Tony Award Winner Has Advice for Young People

Award-winning actress Ali Stroker plays Dorothy in a childhood performance of The Wizard of Oz

When the winner of the 2019 Tony Award for Best Featured Actress in a Musical rolled onto the stage, the audience erupted in applause.

“This award is for every kid who is watching tonight who has a disability, who has a limitation or a challenge, who has been waiting to see themselves represented in this arena,” said actress Ali Stroker, who won for her performance in Oklahoma!

In 2015, Stroker made history when she performed in a revival of Spring Awakening. She was the first actor in a wheelchair ever to appear in a Broadway production. Four years later, she became the first actor in a wheelchair to be nominated for and win theater’s highest award. “It was one of the most amazing moments of my life,” Stroker recalled during our recent video interview. 

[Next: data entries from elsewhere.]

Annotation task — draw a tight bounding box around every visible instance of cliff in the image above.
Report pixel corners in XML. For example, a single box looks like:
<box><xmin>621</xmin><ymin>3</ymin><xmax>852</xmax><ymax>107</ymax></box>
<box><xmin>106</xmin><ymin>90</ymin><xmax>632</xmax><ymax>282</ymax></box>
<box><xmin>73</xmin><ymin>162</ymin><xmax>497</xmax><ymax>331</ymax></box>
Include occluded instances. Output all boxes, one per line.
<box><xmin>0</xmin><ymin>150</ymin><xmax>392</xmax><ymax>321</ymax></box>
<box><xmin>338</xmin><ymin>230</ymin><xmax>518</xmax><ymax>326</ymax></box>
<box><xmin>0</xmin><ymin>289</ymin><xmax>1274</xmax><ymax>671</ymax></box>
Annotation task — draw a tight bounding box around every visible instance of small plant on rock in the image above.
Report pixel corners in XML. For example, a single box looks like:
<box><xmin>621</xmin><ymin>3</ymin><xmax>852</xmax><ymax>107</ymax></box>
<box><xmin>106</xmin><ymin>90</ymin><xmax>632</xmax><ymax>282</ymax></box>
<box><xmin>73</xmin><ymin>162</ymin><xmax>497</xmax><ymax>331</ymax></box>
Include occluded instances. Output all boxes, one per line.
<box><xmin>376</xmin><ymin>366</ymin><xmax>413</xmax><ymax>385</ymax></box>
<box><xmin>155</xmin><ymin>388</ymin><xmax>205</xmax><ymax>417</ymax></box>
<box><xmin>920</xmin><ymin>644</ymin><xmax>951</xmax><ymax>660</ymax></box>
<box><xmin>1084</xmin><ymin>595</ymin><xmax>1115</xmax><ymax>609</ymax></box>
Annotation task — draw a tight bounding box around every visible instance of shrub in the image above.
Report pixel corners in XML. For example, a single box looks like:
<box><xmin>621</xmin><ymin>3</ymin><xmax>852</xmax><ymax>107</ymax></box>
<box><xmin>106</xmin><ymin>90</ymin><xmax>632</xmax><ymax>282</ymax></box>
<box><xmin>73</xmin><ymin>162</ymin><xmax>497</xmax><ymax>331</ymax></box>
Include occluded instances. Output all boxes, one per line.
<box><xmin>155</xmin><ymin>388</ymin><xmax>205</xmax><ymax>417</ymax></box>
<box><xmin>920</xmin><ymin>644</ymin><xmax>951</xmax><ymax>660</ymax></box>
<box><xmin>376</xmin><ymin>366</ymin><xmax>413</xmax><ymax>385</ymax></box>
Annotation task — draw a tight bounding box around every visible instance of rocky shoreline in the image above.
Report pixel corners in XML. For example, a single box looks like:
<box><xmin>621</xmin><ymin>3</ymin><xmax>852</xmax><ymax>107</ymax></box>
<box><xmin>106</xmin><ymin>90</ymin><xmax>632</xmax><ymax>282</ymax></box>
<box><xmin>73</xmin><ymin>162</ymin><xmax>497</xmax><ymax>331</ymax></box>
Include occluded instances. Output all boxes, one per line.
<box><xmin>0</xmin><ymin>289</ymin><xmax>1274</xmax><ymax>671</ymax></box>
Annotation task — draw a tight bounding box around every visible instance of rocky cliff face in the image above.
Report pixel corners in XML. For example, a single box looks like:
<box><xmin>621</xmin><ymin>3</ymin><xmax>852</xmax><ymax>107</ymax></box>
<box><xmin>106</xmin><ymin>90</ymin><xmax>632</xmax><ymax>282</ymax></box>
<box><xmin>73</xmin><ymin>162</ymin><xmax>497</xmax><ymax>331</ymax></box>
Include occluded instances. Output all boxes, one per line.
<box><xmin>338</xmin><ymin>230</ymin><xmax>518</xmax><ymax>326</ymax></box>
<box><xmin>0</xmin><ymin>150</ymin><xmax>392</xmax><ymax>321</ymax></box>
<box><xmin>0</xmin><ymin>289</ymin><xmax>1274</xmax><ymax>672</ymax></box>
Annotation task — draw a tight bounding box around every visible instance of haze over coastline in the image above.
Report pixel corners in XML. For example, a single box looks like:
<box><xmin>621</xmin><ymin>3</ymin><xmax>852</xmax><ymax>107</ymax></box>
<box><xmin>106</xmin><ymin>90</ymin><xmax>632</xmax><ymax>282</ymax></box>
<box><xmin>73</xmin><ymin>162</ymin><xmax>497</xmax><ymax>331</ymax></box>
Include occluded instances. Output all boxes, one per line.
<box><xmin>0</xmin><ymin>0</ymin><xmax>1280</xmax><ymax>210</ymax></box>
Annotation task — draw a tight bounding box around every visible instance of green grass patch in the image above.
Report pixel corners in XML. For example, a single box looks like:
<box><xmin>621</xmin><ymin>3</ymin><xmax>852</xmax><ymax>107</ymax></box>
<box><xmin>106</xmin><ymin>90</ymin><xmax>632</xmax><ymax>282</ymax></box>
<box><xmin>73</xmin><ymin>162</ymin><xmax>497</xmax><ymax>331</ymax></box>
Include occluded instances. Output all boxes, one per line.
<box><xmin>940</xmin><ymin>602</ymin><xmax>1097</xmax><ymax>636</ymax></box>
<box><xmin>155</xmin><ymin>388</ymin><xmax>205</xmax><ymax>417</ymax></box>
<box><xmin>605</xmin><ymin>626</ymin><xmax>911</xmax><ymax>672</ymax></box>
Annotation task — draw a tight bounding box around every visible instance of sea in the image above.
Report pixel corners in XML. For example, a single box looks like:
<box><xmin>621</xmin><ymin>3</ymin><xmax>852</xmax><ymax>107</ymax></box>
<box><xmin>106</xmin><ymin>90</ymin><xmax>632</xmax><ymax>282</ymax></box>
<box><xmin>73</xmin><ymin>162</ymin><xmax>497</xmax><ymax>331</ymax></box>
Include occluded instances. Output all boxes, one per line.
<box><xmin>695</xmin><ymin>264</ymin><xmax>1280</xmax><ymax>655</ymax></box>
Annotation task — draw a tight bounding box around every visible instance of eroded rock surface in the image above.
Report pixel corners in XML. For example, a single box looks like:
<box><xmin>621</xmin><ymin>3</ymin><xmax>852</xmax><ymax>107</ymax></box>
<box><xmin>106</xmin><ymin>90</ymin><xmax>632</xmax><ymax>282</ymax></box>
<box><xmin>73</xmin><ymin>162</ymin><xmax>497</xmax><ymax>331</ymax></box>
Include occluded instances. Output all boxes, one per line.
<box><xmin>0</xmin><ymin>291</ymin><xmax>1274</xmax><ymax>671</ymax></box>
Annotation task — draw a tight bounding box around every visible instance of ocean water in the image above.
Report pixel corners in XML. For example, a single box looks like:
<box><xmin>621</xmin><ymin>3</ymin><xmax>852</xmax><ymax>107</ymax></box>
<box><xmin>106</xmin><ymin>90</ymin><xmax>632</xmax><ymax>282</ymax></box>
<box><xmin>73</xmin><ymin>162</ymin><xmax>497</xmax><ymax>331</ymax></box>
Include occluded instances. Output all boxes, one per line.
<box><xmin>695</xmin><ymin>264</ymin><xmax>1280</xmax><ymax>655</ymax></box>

At the age of two, Stroker was in a car accident that left her paralyzed from the waist down. That didn't stop her from following her dreams, including performing on the stage. 

More recently, she has drawn on her passion for musical theater and memories from middle school to co-author two novels. The first, The Chance to Fly, was published in 2021 by Harry N. Abrams. The latest title, Cut Loose!, was released in late 2023. Both books are co-authored by Stacy Davidowitz. 

The series chronicles the challenges and triumphs of Nat Beacon, an eighth-grade girl who uses a wheelchair. Readers follow along as Nat auditions for and performs in musicals. 


Stroker with Stacy Davidowitz, the co-author of her middle grade book series 


In addition to writing, acting, and advocating for people in need, Stroker regularly performs a one-woman show which she wrote herself. When I asked why she writes, given all the demands on her time, Stroker responded immediately. “I write for little Ali, who needed these books,” she said.

For the fictional titles, Stroker drew upon her struggles growing up. “I was so aware of the fact that I was different,” she said, “and at the time, I didn’t like feeling different.”

Now she’s eager to share her well-earned advice with young people. “If you feel different,” Stroker said, “if you feel like you don’t fit in, one day that will be your greatest gift—to be unique, to be original.”

Stroker’s parents were instrumental in helping her appreciate her many talents. They fully supported her passion for musical theater. They also emphasized positivity, especially during her middle school years. It’s a lesson she has carried with her into adulthood.

“Stay positive, and focus on the things that you do have control over,” Stroker said. “You may not have control over who you’re sitting with at lunch, but you do have control over your attitude.”